Selanjutnya adalah Hostility. Pada teori ini tawa merupakan tanda
kekuasaan dan superioritas. Teori ini mengungkap sisi gelap dari humor. Humor,
dalam hal ini leboh tepat di sebut ridicule (cemooh), merupaka suatu sistem
mekanis yang dibawa manusia sejak lahir. Ketika ada seorang pasangan muda yang
sedang berpacaran, beragandengan tangan lalu tidak sengaja kaki si lelaki masuk
dan terjepit di dalam got karena terlalu memperhatikan pasangan-nya, tanpa sadar
ktia akan tertawa. Kejadian itu bisa dianggap sebagai kemalangan seseorang yang
kita tertawakan. Kejadian yang ganjil, yang tidak sesuai dengan norma sosial
menjadi bahan tawa bagi manusia. Hal menurut seseorang lucu belum tentu lucu
bagi orang lain. Ketika membuat lelucon tentang kekurangan seseorang, orang yang
menjadi bahan lelucon mungkin tidak suka apabila tidak kesepakatan diantara
pembuat lelucon dan bahan-nya. Namun, bagi pendengar lelucon itu bisa jadi
tertawa. Hal ini juga secara tidak langsung mengatakan bahwa ‘tawa’ bukanlah
penanda mutlak atas apa yang menjadi humor atau bersifat humoris.

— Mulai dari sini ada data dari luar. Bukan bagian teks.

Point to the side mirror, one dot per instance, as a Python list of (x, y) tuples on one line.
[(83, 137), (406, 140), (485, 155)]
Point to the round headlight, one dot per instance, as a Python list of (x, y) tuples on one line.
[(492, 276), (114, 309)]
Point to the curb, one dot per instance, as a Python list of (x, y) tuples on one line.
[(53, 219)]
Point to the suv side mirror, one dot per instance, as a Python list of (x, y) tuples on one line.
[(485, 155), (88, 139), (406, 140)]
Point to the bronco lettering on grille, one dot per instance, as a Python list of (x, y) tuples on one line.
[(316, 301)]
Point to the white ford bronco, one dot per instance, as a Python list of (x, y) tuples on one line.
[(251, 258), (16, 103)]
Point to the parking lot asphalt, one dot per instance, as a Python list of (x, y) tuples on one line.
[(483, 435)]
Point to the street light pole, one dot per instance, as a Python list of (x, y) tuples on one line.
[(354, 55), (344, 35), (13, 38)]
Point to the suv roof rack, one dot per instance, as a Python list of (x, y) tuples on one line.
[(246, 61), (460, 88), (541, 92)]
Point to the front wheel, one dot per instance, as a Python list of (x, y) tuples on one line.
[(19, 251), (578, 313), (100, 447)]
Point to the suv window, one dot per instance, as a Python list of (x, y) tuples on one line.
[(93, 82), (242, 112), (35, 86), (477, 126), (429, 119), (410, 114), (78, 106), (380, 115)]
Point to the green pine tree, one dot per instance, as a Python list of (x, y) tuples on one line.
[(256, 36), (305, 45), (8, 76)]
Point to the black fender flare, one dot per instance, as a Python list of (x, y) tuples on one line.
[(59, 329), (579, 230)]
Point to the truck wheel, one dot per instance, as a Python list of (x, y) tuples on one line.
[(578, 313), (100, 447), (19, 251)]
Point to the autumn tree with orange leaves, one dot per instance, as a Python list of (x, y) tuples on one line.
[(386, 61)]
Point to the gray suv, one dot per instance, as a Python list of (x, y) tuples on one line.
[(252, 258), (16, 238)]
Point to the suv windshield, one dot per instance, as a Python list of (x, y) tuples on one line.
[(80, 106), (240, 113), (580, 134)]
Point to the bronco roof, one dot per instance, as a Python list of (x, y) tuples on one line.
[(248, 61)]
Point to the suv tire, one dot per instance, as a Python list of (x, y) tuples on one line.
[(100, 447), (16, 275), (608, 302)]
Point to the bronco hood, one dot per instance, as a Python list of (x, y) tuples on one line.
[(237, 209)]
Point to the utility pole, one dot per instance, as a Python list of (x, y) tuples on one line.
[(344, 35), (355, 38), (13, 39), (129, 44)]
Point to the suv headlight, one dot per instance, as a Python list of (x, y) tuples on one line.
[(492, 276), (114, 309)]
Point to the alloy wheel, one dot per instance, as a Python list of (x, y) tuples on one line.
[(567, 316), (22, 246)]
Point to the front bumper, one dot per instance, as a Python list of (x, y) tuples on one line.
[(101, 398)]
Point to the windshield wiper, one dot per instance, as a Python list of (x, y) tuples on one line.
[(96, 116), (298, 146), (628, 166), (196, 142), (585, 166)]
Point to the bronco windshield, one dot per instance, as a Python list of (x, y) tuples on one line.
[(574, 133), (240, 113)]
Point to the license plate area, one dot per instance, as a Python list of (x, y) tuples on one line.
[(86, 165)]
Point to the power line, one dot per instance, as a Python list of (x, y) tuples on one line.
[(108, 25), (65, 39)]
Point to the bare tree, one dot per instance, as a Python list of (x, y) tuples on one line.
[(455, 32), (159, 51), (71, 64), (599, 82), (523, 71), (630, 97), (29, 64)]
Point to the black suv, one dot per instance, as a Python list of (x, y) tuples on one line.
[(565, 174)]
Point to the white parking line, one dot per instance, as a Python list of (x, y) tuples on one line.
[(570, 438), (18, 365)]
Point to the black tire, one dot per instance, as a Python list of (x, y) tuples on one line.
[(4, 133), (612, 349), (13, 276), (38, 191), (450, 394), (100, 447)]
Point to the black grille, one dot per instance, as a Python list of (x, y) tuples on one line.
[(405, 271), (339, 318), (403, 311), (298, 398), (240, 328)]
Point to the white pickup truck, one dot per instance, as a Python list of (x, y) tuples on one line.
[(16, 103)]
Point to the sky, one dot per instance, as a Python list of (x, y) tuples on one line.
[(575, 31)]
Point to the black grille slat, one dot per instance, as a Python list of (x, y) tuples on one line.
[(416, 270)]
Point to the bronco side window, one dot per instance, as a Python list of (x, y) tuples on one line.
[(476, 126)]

Yang terakhir adalah Release. Teori ini merupakan teori psikologi dan bisa
dikatakan yang paling komprehensif membahas humor. Teori ini diprakarsai oleh
Sigmund Freud demi mencoba untuk menjawab pertanyaan mengapa seseorang
tertawa. Pada paham ini humor adalah merupakan suatu sarana manusia untuk
mengurangi beban psikologis dalam membicarakan hal-hal tabu. Humor juga
merupakan suatu metode yang digunakan manusia untuk melepaskan ketegangan
dan membuat seseorang merasa terbebaskan dari kungkungan norma.
Dari pemaparan ini dapat disimpulkan bahwa humor adalah sesuatu yang
hanya dimiliki oleh manusia. Humor merupakan kejadian yang terjadi akibat dua
fakta yang bertentangan, antara yang ganjil dan tak-ganjil. Tawa bukanlah penanda
mutlak sesuatu disebut humor atau tidak. Karena perbedaan rasa dan superioritas
menjadikan humor sesuatu yang digunakan untuk ‘merendahkan’ orang lain atau
diri sendiri untuk mencari perhatian sebagai seseorang yang lucu (yang biasanya
disukai banyak orang). Humor digunakan untuk membicarakan hal-hal yang tabu,
seperti misalnya seks. Dalam hubungannya dengan linguistik, dari segi semantik,
Attardo dan Raskin menciptakan teori yang dekat kekerabatannya dengan
Incongruent dan Hostility. Di dalam Attardo dan Raskin (2017) mereka mengatakan
bahwa SSTH bukanlah model teori Incongruent, namun merupakan murni teori
linguistik-semantik.
Referensi
Attardo, S., & Raskin, V. (2017). Linguistics and humor theory. The Routledge
handbook of language and humor, 49-63.
Attardo, S., & Raskin, V. (1991). Script theory revis (it) ed: Joke similarity and joke
representation model. Humor-International Journal of Humor Research, 4(3-4),
293-348.
Attardo, S. (1994). Linguistic theories of humor. Berlin; NY, Mouton de Gruyter.
Krikmann, A. (2006). Contemporary linguistic theories of humour. Folklore, 33(1),
14-4.
Raskin, V. (1985). Semantic Mechanisms of Humor. D. Reidel.